While awaiting a response to my answers to your questions from MIT's Simon Johnson, who is about to become this quanda's newest guest vetter, perhaps it would be interesting to read a bit more of our interview with him last week on 'Bad Bank vs. Good Bank.' We didn't have time in the segment to explore the issue of government nationalization more fully, so here is an excerpt to our discussion:

PAUL SOLMAN: Why can't the U.S. government compel the banks to do whatever the heck the U.S. government wants it to do [it] is keeping them in business? Tell them they can't pay high salaries; tell them they can't buy other banks unless it's absolutely prudent to do so. What's preventing them?

SIMON JOHNSON: So, in the United States we have a bit of a problem with nationalization. I would say something of a hang-up, actually. In most countries what would happen is the regulator would come in and say to the big banks that are in trouble, "Okay guys, the value of your assets (that's the loans you've made) is a lot less than the value of your liabilities (that's your deposits and the money you borrow from people).
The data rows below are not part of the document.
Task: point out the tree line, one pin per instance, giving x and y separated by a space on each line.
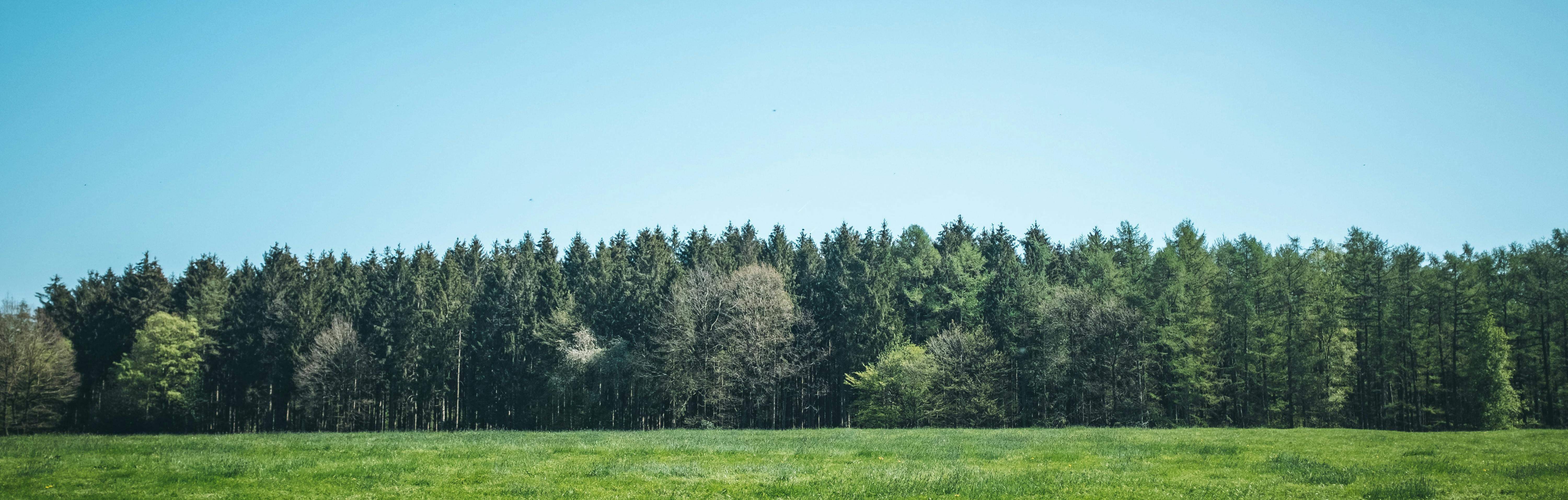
857 328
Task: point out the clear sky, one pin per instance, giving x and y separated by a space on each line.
192 128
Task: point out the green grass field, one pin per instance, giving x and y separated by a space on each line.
1076 463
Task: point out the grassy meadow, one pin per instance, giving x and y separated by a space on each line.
1075 463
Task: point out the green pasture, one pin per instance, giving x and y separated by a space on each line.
1075 463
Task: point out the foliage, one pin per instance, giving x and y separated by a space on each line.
37 374
159 377
752 328
896 391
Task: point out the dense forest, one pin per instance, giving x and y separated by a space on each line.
857 328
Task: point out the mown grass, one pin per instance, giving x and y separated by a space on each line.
1076 463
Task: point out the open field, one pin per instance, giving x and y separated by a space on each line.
1080 463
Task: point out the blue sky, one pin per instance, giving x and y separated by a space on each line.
223 128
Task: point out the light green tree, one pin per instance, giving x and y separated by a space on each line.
164 366
1489 377
896 391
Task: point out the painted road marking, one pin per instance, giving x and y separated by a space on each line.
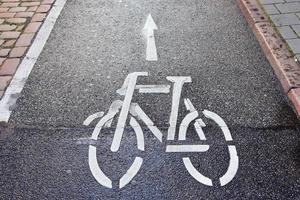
17 83
132 171
177 88
187 148
150 26
136 114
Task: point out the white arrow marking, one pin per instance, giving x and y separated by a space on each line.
150 26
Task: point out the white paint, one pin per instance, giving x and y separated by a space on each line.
125 109
232 168
199 122
92 118
153 89
177 88
185 124
188 105
17 84
131 172
95 169
149 27
187 148
195 173
114 108
220 122
139 133
198 126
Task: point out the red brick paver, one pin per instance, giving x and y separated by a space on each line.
20 20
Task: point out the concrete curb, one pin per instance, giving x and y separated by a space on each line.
274 47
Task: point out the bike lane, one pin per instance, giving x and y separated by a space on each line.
93 47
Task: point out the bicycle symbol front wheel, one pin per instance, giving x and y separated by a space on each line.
93 161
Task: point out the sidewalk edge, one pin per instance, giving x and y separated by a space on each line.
17 84
275 49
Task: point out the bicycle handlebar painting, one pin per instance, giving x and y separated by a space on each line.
134 113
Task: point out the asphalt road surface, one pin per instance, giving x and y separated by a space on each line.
94 45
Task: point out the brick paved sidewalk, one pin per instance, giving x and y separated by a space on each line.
20 20
285 15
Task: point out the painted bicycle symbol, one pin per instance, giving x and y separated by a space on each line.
135 113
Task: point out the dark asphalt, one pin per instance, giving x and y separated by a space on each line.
93 47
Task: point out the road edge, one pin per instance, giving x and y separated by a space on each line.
275 49
19 79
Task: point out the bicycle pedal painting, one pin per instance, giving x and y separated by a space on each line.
134 114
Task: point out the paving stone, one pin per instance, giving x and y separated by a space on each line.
271 1
271 9
32 8
4 81
7 15
24 14
48 1
7 27
17 9
30 4
296 28
2 60
9 0
288 7
16 20
10 35
294 44
287 32
285 19
8 5
38 17
43 8
9 43
4 52
9 66
4 9
20 28
298 57
1 93
17 52
32 27
25 40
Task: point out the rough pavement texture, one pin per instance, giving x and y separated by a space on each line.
93 46
285 14
19 22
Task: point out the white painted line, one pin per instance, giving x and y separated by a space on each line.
142 116
177 88
150 26
220 122
131 173
139 133
95 169
92 118
125 109
114 108
153 88
198 126
17 84
187 148
185 124
232 168
188 105
195 173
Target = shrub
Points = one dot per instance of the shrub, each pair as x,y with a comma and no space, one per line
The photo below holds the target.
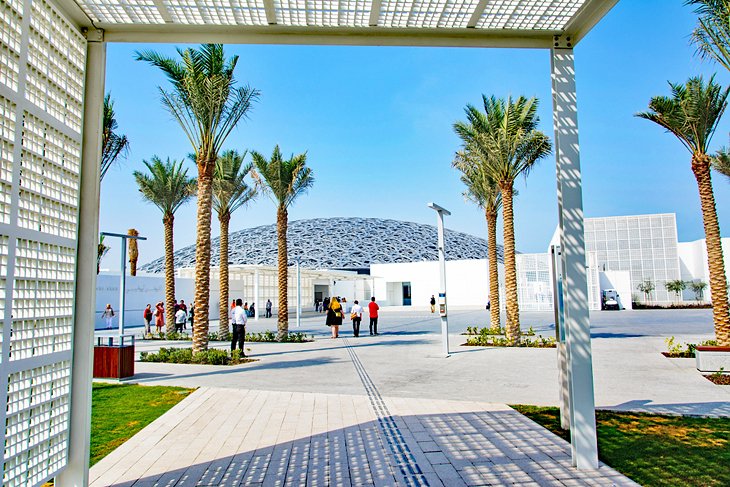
677,350
487,331
497,341
212,356
270,336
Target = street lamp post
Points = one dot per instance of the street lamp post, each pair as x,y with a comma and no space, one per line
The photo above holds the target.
442,265
298,260
123,280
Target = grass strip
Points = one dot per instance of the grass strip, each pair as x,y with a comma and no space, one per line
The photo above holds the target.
653,449
119,411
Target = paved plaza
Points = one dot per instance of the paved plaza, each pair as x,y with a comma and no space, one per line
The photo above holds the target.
391,410
405,360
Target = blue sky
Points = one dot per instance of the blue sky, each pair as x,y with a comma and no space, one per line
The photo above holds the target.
376,125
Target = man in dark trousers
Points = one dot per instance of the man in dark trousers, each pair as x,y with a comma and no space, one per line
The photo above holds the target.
373,311
238,317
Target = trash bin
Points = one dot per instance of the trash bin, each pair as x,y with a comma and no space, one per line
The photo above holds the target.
114,357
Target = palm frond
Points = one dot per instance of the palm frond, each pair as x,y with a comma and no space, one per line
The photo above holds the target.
166,184
113,145
282,179
230,190
691,113
711,36
504,137
721,162
204,100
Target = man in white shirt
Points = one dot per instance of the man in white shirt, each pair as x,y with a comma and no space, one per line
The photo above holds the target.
180,318
238,319
356,315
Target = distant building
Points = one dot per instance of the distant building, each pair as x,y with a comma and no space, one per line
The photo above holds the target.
397,263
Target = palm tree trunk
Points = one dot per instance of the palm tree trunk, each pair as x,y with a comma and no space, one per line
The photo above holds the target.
493,270
283,315
202,257
133,251
718,279
168,222
224,219
512,327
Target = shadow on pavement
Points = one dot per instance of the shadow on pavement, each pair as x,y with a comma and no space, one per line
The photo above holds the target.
467,448
718,408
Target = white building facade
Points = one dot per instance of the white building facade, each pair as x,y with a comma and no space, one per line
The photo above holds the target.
621,253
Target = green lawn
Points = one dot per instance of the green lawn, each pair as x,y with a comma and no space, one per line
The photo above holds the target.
653,449
120,411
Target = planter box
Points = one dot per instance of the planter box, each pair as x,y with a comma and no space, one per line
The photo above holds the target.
114,360
712,359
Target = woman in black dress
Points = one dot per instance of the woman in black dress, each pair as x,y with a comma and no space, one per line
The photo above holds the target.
334,317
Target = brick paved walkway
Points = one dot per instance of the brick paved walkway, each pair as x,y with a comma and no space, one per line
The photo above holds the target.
225,437
233,437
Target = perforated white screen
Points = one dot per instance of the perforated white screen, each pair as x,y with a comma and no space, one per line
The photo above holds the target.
42,62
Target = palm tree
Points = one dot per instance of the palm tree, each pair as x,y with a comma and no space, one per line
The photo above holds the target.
691,114
230,192
712,34
484,192
721,162
133,251
676,286
113,145
168,187
507,140
208,106
284,180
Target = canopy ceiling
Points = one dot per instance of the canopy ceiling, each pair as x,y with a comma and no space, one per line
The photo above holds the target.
499,23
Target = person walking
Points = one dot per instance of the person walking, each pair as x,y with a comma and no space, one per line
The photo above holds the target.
356,315
159,316
373,312
147,315
192,316
334,317
238,318
108,315
181,316
184,307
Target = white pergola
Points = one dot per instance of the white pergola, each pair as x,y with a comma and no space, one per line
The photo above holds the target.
52,67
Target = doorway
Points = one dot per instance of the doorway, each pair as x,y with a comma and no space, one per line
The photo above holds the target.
406,294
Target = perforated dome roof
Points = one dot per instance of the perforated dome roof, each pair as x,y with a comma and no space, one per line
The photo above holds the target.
339,243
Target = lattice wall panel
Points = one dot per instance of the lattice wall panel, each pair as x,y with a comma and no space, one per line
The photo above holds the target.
36,431
42,62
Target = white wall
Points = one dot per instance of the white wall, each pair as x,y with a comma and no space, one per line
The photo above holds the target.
467,282
140,291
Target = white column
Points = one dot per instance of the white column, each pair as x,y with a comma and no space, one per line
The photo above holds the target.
256,295
575,285
122,286
76,473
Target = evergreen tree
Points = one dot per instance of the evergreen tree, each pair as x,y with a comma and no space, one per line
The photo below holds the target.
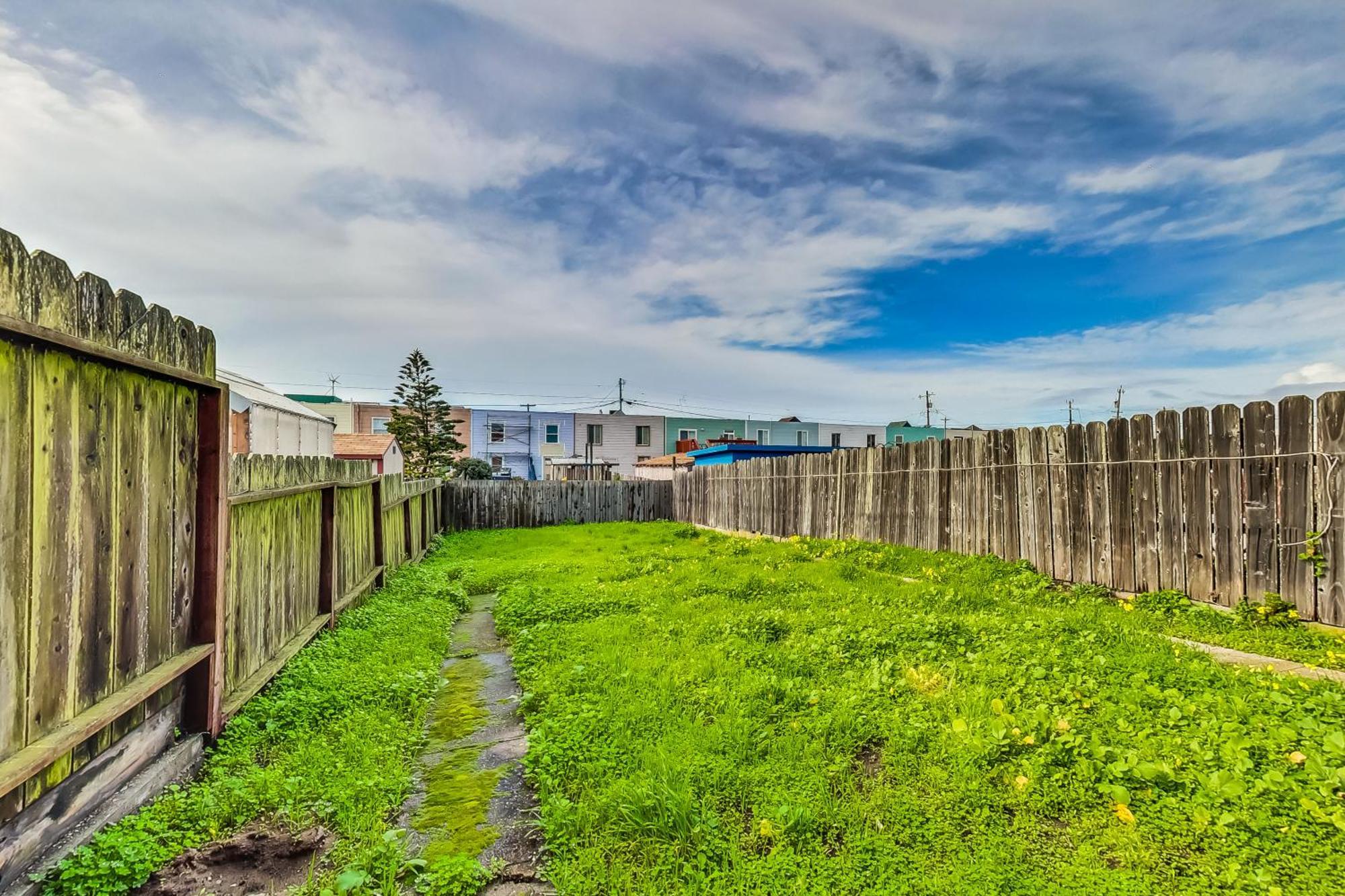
422,423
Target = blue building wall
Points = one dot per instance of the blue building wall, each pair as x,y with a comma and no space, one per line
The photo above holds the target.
525,439
914,434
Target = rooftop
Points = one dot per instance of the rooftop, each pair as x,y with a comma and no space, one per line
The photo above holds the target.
360,444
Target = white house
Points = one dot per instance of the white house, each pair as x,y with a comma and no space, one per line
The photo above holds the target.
267,423
852,436
621,439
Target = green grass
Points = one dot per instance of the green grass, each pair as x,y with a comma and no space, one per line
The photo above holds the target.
332,741
712,715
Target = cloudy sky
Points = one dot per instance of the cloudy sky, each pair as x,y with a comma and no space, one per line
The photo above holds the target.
757,206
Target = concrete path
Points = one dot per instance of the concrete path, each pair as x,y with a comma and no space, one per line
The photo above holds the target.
1243,658
493,732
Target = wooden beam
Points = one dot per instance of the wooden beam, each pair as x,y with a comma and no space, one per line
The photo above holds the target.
354,592
379,532
40,754
267,494
248,688
328,557
206,684
46,337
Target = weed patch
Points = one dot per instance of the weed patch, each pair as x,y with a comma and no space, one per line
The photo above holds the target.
715,715
330,743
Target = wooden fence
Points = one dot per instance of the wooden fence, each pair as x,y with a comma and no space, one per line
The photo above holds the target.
127,610
505,505
1218,503
305,544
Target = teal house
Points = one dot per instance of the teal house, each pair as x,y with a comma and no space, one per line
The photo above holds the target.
701,428
902,432
792,431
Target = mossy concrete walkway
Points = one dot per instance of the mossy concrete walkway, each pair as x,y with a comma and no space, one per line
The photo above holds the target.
470,794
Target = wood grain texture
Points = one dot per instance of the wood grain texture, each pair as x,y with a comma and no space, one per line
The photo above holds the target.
1172,567
1196,503
1144,489
15,546
1227,499
1297,503
1261,499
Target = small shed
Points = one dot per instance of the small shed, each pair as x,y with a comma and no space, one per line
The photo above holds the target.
664,467
263,421
380,450
579,470
734,452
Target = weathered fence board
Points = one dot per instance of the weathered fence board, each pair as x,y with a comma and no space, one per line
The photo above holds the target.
1215,503
506,505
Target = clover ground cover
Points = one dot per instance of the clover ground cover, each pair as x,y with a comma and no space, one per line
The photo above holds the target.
720,715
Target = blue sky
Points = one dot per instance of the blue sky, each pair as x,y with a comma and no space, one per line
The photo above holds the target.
774,208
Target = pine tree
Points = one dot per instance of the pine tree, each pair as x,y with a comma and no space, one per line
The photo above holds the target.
422,423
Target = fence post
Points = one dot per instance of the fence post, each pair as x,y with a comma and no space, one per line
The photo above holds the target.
328,557
380,560
205,684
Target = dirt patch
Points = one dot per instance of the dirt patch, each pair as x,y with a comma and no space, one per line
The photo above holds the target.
868,760
256,861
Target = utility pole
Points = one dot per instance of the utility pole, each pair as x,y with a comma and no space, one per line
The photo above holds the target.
929,397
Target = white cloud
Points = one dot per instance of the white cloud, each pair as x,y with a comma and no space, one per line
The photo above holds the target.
1316,372
1163,171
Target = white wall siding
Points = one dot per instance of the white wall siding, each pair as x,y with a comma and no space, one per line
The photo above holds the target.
852,435
619,439
276,432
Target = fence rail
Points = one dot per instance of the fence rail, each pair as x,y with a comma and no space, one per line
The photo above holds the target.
147,580
1218,503
506,505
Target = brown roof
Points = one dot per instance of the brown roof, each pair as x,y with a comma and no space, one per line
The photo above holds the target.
668,460
361,444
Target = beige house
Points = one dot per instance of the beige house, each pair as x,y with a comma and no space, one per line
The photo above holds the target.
263,421
622,440
364,417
You are out of business! We are revoking your banking license; we are taking over the bank."

And when the government does that - that's a nationalization - they can do whatever they want; what they will do is split the bank between bad assets and they'll take that off and have people minimize the loss on that and good assets in people and buildings which they will say, "Now this is a bank, we'll take it and run it as a bank."

PAUL SOLMAN: So that sounds terrific! I think most of the people in our audience would say, "Perfect, why don't we do that?"

SIMON JOHNSON: And we do it in some instances. The FDIC when it takes over banks does something very close to what I just described. They sell the bad parts to other banks. They don't get into the business of running the bank itself and that's the catch. Right? We're not comfortable with the government running banks in the United States. That's not something the government has done traditionally and it's not something most people would think the government would be good at doing - deciding who should get a loan.

PAUL SOLMAN: But as opposed to the jokers who've completely ruined the system? [I don't believe I would have used "jokers" on the air]

SIMON JOHNSON: Well, that's a good comparison and I think it's a totally fair comparison. Unfortunately, I would say the evidence from around the world really is [that] the government is a very bad lender. So put it this way: Government loans would make sub-prime loans look good!

PAUL SOLMAN: Because?

SIMON JOHNSON: Because it would get very political. Think of the lobbying that we already know has gone on around the bank bailouts. Various congressmen have made various representations to Treasury about the certain kinds of access banks should and shouldn't get. Right? That's just the tip of the iceberg.

If the government was running banks think of how politicized that would become. Think of the lobbying dollars that would go into deciding who's going to get loans and on what kind of terms.